Jerry Kohn, CEO of Edify Landscape Design, said it makes all the difference in conserving water compared to grass yards.

What You Need To Know

  • Metropolitan's water resource manager said Southern California had reduced water use by 40% since 1990

  • The Regional Recycled Water Program in Carson could become one of the largest advanced water treatment plants in the world

  • Environmental planning work is underway on the advanced water treatment facility

  • If the final project is approved by Metropolitan's board, design and construction is expected to take about eight years

"It's cutting down on the usage anywhere from 30% to 50% for most everyone who is using this process," Kohn said.

Kohn and the Metropolitan Water District's turf replacement program have partnered to offer a rebate when homeowners remove their existing grass and switch to this water-saving alternative.

"It affords people the opportunity of re-landscaping their property and being able to get a part of that financial equation cut down," Kohn said.

California is facing one of the worst droughts in history, with reservoir levels at near-record lows and the governor asking all residents to reduce their water usage by 15% voluntarily.

Climate change is only expected to exacerbate this problem in the future. Everywhere is feeling it, except for Southern California. And removing thirsty lawns is what Brad Coffey, Metropolitan's water resource manager, said is a conservation success story.

"People responded to the public message to use less water out of doors, and they found that their lawn and their outdoor landscaping still survived," Coffey said.

Water conservation, plus investments in infrastructure, are reasons why Southern California is water reserve-positive.
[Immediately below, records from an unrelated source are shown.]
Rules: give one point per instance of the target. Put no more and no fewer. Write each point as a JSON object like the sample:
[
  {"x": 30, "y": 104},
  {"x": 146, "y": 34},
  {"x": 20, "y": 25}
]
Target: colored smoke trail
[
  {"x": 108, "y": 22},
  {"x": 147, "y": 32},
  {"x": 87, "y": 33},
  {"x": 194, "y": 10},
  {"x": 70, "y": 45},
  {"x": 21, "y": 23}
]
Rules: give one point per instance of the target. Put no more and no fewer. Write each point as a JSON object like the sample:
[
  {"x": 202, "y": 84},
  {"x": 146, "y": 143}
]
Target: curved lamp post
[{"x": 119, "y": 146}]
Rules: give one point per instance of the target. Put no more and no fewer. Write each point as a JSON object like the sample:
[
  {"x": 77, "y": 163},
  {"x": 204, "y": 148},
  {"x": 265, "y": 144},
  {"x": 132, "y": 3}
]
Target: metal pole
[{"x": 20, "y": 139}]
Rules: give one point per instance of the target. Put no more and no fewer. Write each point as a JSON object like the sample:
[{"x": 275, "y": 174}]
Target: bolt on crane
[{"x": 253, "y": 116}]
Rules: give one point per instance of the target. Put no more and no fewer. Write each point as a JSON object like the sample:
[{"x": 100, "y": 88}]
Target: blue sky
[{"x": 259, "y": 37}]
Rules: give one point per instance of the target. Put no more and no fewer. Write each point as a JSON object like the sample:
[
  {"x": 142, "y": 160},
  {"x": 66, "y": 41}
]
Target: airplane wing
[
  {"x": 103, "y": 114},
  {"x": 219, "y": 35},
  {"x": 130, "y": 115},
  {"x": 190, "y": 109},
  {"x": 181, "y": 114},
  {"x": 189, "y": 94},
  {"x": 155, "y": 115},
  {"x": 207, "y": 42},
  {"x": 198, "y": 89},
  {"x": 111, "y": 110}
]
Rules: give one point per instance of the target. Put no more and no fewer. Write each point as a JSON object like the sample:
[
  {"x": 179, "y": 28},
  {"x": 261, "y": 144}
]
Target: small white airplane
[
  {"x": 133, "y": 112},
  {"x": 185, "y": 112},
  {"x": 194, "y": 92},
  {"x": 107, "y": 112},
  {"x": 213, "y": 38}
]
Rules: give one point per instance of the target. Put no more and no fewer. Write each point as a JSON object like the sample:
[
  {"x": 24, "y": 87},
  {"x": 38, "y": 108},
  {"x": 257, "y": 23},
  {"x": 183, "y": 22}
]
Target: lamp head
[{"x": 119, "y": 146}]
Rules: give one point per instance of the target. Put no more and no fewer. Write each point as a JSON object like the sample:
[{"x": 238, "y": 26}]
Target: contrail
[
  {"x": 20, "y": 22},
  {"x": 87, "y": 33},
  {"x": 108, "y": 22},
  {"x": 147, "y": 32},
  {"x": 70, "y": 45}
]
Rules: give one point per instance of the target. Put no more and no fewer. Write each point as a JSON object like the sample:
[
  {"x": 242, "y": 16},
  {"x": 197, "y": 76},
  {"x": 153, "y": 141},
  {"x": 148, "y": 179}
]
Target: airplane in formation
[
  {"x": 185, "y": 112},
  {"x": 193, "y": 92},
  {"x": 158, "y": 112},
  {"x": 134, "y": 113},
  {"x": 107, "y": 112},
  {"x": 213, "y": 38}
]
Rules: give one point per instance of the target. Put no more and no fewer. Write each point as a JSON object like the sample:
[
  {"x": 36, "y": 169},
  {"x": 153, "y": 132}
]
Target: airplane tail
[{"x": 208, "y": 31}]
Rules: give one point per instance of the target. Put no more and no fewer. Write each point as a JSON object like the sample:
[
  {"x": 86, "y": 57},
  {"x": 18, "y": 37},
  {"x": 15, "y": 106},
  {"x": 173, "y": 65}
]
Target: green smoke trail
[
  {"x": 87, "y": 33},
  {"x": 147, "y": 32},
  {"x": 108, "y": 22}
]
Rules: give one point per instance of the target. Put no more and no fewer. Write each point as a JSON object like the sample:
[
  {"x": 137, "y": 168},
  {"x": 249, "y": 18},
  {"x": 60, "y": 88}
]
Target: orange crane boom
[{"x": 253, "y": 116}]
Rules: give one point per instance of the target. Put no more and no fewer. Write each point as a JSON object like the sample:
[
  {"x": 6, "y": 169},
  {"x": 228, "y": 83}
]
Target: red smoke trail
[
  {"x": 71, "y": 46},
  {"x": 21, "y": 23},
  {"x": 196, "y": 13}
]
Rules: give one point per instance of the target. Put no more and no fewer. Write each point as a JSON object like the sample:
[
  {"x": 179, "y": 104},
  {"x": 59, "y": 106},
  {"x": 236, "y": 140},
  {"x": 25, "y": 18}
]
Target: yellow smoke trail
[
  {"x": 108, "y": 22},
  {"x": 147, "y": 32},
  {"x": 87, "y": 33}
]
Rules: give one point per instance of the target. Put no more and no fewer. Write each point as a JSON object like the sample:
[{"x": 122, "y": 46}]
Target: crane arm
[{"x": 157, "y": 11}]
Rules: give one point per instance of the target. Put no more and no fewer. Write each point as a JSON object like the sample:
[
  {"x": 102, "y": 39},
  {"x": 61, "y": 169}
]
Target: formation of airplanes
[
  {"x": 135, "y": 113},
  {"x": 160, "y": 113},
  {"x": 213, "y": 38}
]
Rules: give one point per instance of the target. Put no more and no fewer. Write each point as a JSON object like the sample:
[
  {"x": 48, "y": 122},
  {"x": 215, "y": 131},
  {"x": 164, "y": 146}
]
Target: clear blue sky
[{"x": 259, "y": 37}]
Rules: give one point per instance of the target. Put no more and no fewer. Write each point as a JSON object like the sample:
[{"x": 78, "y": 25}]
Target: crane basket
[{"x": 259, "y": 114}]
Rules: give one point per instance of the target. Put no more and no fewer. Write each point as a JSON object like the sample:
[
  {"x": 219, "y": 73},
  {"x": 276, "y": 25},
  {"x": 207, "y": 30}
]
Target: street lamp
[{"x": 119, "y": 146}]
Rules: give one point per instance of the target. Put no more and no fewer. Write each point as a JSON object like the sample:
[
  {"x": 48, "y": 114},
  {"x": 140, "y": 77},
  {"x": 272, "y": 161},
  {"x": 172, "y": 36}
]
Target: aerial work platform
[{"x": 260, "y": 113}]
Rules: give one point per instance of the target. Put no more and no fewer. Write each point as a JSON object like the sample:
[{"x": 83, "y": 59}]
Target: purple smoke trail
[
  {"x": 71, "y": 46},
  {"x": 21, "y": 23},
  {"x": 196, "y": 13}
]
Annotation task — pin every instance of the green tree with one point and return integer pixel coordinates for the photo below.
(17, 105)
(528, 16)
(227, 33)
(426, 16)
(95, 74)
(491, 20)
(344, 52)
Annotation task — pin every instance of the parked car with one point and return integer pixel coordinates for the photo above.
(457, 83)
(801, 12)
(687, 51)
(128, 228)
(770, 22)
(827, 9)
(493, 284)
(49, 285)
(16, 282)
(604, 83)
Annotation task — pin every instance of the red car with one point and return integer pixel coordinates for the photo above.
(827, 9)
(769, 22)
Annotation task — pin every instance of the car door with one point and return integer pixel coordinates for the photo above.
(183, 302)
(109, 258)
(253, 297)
The construction of Diamond Valley Lake in Hemet more than doubled the amount of water storage, and water recycling allows residents to use the precious resource more than once.
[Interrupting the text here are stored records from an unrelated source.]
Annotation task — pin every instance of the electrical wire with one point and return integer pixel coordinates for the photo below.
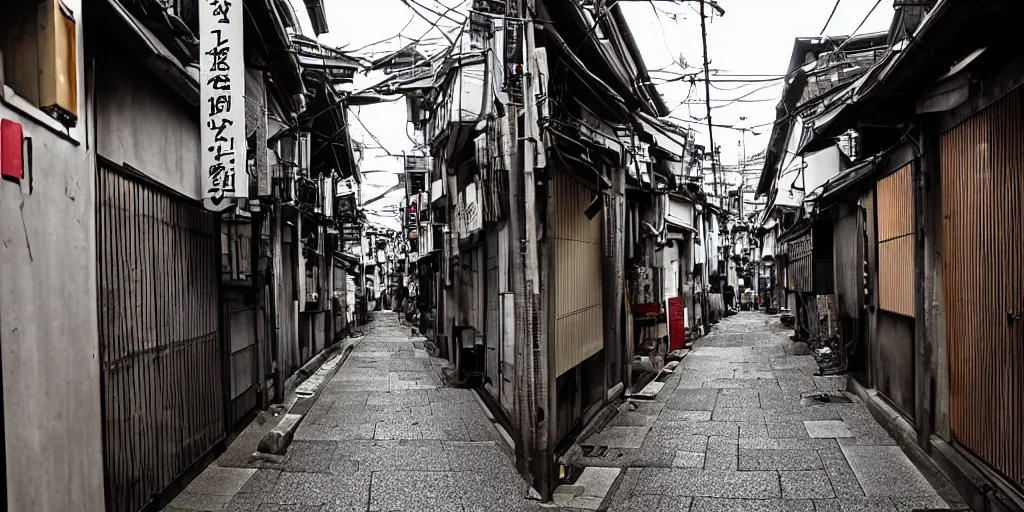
(829, 16)
(441, 15)
(398, 35)
(862, 22)
(433, 25)
(381, 144)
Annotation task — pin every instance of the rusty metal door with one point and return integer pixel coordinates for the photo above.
(982, 167)
(161, 352)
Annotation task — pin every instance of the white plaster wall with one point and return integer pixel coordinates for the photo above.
(48, 331)
(141, 122)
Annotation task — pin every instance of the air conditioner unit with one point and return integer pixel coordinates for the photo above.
(57, 62)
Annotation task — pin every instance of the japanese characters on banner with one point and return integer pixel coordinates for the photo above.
(222, 110)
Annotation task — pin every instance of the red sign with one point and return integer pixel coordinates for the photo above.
(677, 328)
(10, 150)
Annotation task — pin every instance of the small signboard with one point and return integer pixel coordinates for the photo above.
(222, 109)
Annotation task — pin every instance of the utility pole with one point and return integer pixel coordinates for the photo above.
(711, 128)
(531, 382)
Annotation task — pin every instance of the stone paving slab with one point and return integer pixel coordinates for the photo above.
(760, 449)
(727, 505)
(887, 471)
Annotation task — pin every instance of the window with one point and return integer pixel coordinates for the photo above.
(38, 48)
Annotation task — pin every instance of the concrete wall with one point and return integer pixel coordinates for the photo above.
(142, 123)
(48, 332)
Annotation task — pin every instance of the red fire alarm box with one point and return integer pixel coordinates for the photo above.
(10, 150)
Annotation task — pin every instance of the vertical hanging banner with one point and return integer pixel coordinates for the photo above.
(222, 110)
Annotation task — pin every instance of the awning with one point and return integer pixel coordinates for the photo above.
(662, 137)
(680, 214)
(848, 178)
(157, 56)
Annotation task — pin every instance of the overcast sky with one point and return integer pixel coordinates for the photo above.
(755, 37)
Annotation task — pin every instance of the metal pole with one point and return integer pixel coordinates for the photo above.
(534, 373)
(711, 129)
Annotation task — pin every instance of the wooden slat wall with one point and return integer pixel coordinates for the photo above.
(848, 256)
(982, 167)
(579, 295)
(895, 199)
(160, 343)
(801, 264)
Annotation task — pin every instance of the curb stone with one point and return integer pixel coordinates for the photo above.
(275, 441)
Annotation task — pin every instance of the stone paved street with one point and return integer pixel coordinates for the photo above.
(729, 432)
(385, 435)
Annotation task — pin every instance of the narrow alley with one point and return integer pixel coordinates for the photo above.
(511, 255)
(385, 434)
(734, 428)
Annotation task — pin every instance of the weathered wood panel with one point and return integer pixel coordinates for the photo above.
(982, 179)
(579, 294)
(895, 200)
(160, 342)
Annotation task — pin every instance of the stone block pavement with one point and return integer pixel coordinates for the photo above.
(729, 432)
(384, 435)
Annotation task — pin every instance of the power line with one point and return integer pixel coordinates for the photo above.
(381, 144)
(440, 15)
(862, 22)
(433, 25)
(411, 18)
(829, 16)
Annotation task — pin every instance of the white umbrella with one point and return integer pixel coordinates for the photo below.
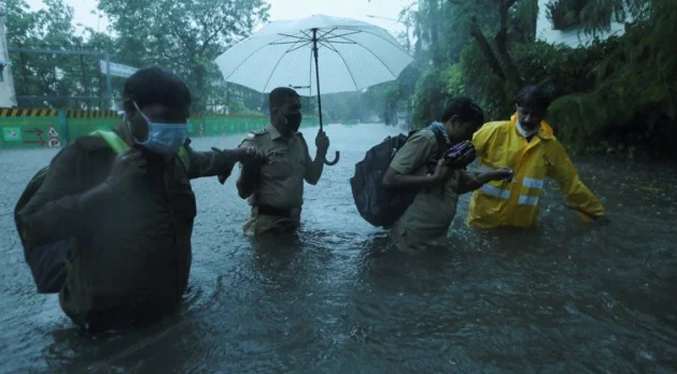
(345, 54)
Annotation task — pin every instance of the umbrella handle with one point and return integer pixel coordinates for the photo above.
(335, 161)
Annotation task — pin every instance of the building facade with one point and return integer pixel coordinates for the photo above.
(566, 28)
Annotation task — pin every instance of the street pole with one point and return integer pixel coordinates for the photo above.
(109, 85)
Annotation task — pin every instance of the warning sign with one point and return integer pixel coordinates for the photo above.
(54, 143)
(52, 132)
(11, 134)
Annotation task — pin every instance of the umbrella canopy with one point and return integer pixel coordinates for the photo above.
(352, 55)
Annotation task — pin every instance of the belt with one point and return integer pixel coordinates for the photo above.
(268, 210)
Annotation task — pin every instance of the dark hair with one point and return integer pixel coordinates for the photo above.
(466, 110)
(279, 96)
(156, 86)
(535, 97)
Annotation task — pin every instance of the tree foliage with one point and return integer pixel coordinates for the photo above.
(51, 78)
(184, 37)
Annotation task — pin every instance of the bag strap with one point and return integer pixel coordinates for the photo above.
(442, 143)
(118, 145)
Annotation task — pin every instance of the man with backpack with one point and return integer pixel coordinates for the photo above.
(119, 208)
(421, 166)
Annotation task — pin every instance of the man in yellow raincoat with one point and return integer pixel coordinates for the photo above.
(527, 145)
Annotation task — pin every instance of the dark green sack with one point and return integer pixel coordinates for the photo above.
(48, 262)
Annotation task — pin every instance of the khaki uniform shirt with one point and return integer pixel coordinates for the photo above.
(280, 181)
(426, 221)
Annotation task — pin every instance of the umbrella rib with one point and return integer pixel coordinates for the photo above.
(378, 58)
(245, 60)
(291, 36)
(328, 46)
(346, 65)
(297, 48)
(275, 68)
(341, 35)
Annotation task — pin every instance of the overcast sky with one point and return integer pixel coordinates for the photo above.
(280, 9)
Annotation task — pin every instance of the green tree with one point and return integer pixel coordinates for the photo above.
(184, 37)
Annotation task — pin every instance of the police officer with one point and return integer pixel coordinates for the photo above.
(425, 223)
(275, 188)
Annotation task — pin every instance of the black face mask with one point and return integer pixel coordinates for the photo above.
(294, 122)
Therefore, since 1990, the Southland has reduced water use by 40%.

"That also helped build our storage reserves, so the water you're not using today can, in essence, be banked for tomorrow for a dry year just like now," Coffey said.
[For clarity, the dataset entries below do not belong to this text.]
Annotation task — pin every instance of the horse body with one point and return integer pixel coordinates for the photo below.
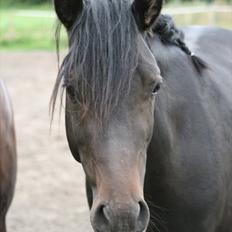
(7, 155)
(189, 158)
(172, 151)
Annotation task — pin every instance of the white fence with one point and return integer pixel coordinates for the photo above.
(211, 12)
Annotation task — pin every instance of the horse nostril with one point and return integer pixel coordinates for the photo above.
(143, 217)
(100, 219)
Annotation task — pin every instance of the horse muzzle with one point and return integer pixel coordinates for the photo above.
(120, 216)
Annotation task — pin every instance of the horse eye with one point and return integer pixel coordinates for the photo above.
(157, 88)
(70, 91)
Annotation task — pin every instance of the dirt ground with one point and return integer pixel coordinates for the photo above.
(50, 194)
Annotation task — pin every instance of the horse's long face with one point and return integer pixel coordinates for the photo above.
(112, 148)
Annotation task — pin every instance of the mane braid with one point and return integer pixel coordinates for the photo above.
(102, 57)
(170, 35)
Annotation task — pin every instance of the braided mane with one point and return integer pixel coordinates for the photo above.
(170, 35)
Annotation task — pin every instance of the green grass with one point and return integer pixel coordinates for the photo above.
(18, 32)
(27, 33)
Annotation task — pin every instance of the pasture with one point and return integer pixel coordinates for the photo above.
(34, 28)
(50, 193)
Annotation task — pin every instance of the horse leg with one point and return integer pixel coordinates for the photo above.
(2, 224)
(89, 193)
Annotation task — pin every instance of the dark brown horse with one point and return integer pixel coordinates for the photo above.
(7, 155)
(162, 158)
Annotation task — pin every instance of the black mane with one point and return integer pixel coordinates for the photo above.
(170, 35)
(102, 56)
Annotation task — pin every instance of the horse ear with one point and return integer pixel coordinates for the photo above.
(146, 12)
(68, 10)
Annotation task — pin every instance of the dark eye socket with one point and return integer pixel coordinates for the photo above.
(157, 88)
(71, 91)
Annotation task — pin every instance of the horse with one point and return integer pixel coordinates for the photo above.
(7, 155)
(148, 114)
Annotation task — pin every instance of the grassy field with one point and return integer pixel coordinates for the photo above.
(33, 28)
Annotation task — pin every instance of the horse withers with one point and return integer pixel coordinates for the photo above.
(7, 155)
(155, 158)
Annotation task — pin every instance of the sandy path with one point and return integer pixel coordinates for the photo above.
(50, 194)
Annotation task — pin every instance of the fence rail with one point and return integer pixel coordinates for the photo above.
(210, 11)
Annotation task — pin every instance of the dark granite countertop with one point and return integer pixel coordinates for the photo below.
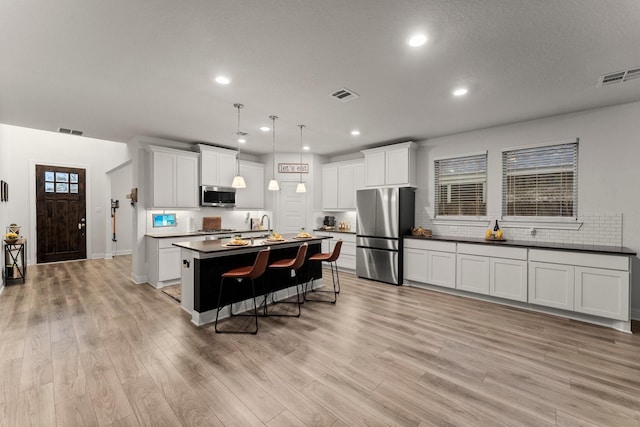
(335, 231)
(220, 246)
(599, 249)
(169, 234)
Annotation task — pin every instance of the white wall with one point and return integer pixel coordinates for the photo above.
(23, 148)
(609, 150)
(4, 208)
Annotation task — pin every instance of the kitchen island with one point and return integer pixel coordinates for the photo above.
(204, 262)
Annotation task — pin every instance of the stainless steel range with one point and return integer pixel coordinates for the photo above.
(384, 216)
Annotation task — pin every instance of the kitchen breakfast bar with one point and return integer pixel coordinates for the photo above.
(204, 262)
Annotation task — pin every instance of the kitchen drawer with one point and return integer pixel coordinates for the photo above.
(431, 245)
(611, 262)
(492, 251)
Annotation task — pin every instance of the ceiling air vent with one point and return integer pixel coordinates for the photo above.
(618, 77)
(632, 74)
(70, 131)
(344, 95)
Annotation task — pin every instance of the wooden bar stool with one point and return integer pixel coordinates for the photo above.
(240, 274)
(331, 258)
(293, 265)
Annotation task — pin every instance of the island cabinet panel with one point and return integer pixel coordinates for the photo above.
(551, 285)
(169, 264)
(208, 273)
(602, 292)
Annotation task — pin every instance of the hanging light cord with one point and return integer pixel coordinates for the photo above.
(238, 106)
(301, 127)
(273, 128)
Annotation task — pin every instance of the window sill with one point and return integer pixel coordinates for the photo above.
(462, 222)
(569, 224)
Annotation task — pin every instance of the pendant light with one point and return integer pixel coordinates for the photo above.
(301, 188)
(273, 184)
(238, 180)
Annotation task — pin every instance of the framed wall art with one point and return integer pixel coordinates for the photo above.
(293, 167)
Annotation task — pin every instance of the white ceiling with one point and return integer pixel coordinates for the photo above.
(119, 69)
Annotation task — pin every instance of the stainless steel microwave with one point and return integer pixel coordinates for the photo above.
(221, 197)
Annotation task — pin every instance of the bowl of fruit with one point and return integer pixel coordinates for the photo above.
(11, 238)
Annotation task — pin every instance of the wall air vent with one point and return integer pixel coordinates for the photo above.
(70, 131)
(344, 95)
(618, 77)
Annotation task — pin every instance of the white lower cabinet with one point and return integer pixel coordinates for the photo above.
(602, 292)
(473, 273)
(585, 283)
(551, 285)
(415, 263)
(441, 268)
(430, 262)
(508, 278)
(495, 271)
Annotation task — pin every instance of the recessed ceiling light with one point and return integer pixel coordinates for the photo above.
(417, 40)
(223, 80)
(461, 91)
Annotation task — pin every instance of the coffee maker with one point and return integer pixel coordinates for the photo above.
(329, 222)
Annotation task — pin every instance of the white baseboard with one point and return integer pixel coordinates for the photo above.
(138, 278)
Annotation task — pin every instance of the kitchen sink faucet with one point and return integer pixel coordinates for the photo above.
(268, 222)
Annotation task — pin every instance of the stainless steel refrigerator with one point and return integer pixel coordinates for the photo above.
(384, 216)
Water recycling is a necessary part of our future. At the Los Angeles County sanitation site in Carson, Metropolitan has made a major investment to take it a step further. The Regional Recycled Water Program is a demonstration facility that could become one of the world's largest advanced water treatment plants.

Coffey explained that they're purifying water currently sent to the ocean to become a new potable water supply for Southern California.

"These next steps are to treat the waters so that we can apply it into the groundwater basins, so it can then be used as drinking water and pulled out by drinking water wells," he said.

Once wastewater has been cleaned and treated, it flows to the advanced water treatment plant, where it's further purified using a three-step process. The water is then safe to reuse again, replenishing groundwater basins and helping ensure water reliability during future droughts.

Ramy's Nursery in Reseda is one of Kohn's plant vendors, where the drought-tolerant flora seems endless. Owner Tom Cohen's father began the business decades ago, and it's had to shift and adapt due to drought.

"I mean, if you came here 10 years ago, I used to have palms and tropical stuff like everywhere," Cohen said. "I don't even think I have a palm tree unless it's a desert palm in the yard right now. That's how much it changed."

Where dry conditions and hot temperatures are only expected to continue in the future, Kohn feels he's doing his part by facilitating changing habits through his landscape design, helping homeowners around the Southland conserve their water.

"When I do landscaping, whether I'm doing turf replacement or not, I only use drought-tolerant plants," he said.

Grass lawns may become a thing of the past, but for a good reason, helping keep our precious water supply replenished now and into the future.